Needless to say, an actor has to take a deep breath and stoke a fire in the
belly to play a role described as unplayable, one which many in the audience
will be comparing to film interpretations by no less than Alec Guinness and
Paul Scofield. Babbitt has been acting in small theaters since 1977 and in
recent years has worked on occasional TV and radio commercials. President of
the board of directors at Alias Stage, he has frequently been tapped to
impressive effect for eminence gris roles there, such as the fatuous
Polonius in Hamlet last year. He is retired as senior development
administrator at Brown University.
Nevertheless, playing Lear with self-assurance was hardly automatic.

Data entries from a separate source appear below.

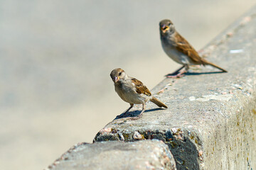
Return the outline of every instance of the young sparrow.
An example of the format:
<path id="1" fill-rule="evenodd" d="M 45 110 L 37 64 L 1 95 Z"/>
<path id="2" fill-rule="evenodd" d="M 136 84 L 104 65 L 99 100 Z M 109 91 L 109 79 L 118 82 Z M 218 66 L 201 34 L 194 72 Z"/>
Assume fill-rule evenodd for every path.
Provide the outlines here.
<path id="1" fill-rule="evenodd" d="M 181 76 L 188 72 L 189 65 L 197 64 L 211 65 L 223 72 L 227 72 L 225 69 L 201 57 L 188 42 L 176 30 L 170 20 L 165 19 L 160 21 L 159 26 L 161 42 L 164 52 L 175 62 L 183 65 L 174 74 L 171 74 L 176 75 L 167 75 L 167 77 Z M 180 72 L 183 67 L 185 67 L 185 70 Z"/>
<path id="2" fill-rule="evenodd" d="M 151 96 L 149 89 L 142 81 L 129 76 L 123 69 L 113 69 L 110 76 L 114 81 L 115 91 L 124 101 L 131 106 L 124 113 L 127 113 L 134 104 L 142 104 L 143 109 L 139 115 L 140 118 L 146 110 L 146 102 L 149 100 L 159 107 L 167 108 L 165 104 Z"/>

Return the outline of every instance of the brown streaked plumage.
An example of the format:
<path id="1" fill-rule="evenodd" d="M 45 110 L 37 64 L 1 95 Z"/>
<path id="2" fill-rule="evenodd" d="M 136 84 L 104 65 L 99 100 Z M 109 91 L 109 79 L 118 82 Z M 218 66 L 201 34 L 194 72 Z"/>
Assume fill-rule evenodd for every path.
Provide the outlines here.
<path id="1" fill-rule="evenodd" d="M 176 77 L 181 76 L 188 71 L 189 65 L 196 64 L 211 65 L 223 72 L 227 72 L 220 67 L 201 57 L 189 42 L 176 30 L 170 20 L 161 21 L 159 23 L 159 27 L 161 42 L 164 52 L 175 62 L 183 65 L 181 69 L 176 72 L 178 74 L 177 75 L 167 76 Z M 186 69 L 180 72 L 180 70 L 183 67 Z"/>
<path id="2" fill-rule="evenodd" d="M 124 113 L 127 113 L 134 104 L 142 104 L 143 109 L 138 117 L 140 118 L 146 110 L 146 102 L 148 101 L 159 107 L 167 108 L 165 104 L 151 96 L 149 89 L 142 81 L 129 76 L 123 69 L 113 69 L 110 76 L 114 81 L 115 91 L 123 101 L 130 104 L 130 107 Z"/>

"I got myself into a terrible place before we started by listening to John
Gielgud's tapes. And they were" -- here Babbitt enunciates with orotund tones
-- "splendidly mellifluous."
His initial tendency was to declaim Lear's lines rather than say them more
naturally and let Shakespeare take care of the profundity and the majestic
music.
"The words are so damn beautiful that you do want to sing them," he said.
Director Sullivan, sitting next to him in a front row seat in the theater,
shouted in basso profundo illustration: " `Hence and avoid my sight!' You know,
you really want to sing that out and be operatic with it. In this case, it's so
much more effective to have somebody look a daughter in the eye and say" --
here he whispers -- " `Hence, and avoid my sight' -- I don't want to look
at you, I want you out of my sight."
Babbitt looked around at the perhaps 20'x20' stage area, enclosed on two sides
by seats, and pointed out that Sullivan's intimate take on King Lear
could be especially effective, and appropriate, here.

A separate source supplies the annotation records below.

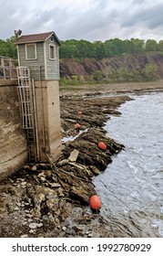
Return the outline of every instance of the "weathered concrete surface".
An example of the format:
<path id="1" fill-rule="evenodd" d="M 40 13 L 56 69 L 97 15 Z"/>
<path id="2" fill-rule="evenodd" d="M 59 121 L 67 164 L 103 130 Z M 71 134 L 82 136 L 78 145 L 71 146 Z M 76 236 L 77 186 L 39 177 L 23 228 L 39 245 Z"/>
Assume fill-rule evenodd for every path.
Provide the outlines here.
<path id="1" fill-rule="evenodd" d="M 21 128 L 15 80 L 0 80 L 0 179 L 3 179 L 26 161 L 25 133 Z"/>

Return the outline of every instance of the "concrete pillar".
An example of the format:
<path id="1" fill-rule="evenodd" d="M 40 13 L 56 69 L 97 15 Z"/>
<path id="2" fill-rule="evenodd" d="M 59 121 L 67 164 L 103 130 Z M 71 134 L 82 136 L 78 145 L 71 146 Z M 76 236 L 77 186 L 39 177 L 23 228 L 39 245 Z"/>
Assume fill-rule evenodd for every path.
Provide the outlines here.
<path id="1" fill-rule="evenodd" d="M 40 161 L 46 152 L 55 160 L 61 152 L 59 85 L 57 80 L 35 81 Z"/>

The director brought up something an actor colleague at Trinity Repertory
Company observed about another play Sullivan directed in that space. "Brian
McEleney came to see Hamlet, and what he said he liked about it was that
it took this grand and glorious -- as Sam said, `pageant' -- and broke it down
into a very intimate story about two families. And that history is much what
this is about: a very intimate story about two families, the Lear family and
the Gloucester family."
Sullivan observed that there is profound appeal to the tale on a basic human
level. The reason, he said, that the movie Titanic has been so
successful is that "we want to see how people survive in a situation that is
bigger than themselves." The same is true of Lear and Gloucester: "These people
were cast out on the heath in this Beckett landscape, in this nothingness."

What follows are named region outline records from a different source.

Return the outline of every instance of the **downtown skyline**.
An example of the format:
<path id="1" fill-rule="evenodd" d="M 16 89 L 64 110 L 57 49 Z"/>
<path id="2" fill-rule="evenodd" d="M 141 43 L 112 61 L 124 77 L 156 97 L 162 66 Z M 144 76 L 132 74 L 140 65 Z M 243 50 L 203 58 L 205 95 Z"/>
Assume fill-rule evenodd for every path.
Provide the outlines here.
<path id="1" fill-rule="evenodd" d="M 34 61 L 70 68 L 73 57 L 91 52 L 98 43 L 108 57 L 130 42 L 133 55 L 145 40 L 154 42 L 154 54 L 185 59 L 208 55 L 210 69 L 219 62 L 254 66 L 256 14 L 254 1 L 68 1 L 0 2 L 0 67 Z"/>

The timing of this production for Sullivan, a 15-year veteran at Trinity, was
difficult. He'd just concluded the most intense season of his career there,
doing a virtually gymnastic Oberon in A Midsummer Night's Dream and
portraying high-energy leads in Peer Gynt and The Music Man. So
he just wanted to relax and begin puttering around in his garden. But he says
that directing Babbitt in Lear was an exciting prospect he couldn't turn
down.
To Alias Stage theater-goers who have in the last year seen Sullivan direct
the most consistently impressive off-Trinity theater around here in ages, the
prospect certainly was hopeful.
In 1681, a fool may have rewritten and brightened up King Lear because
it was "a Heap of Jewels, unstrung and unpolisht." But in 1998 we're apparently
tougher than back then. And the talent involved in this production may very
well string Shakespeare's dramatic jewels into something dazzling indeed.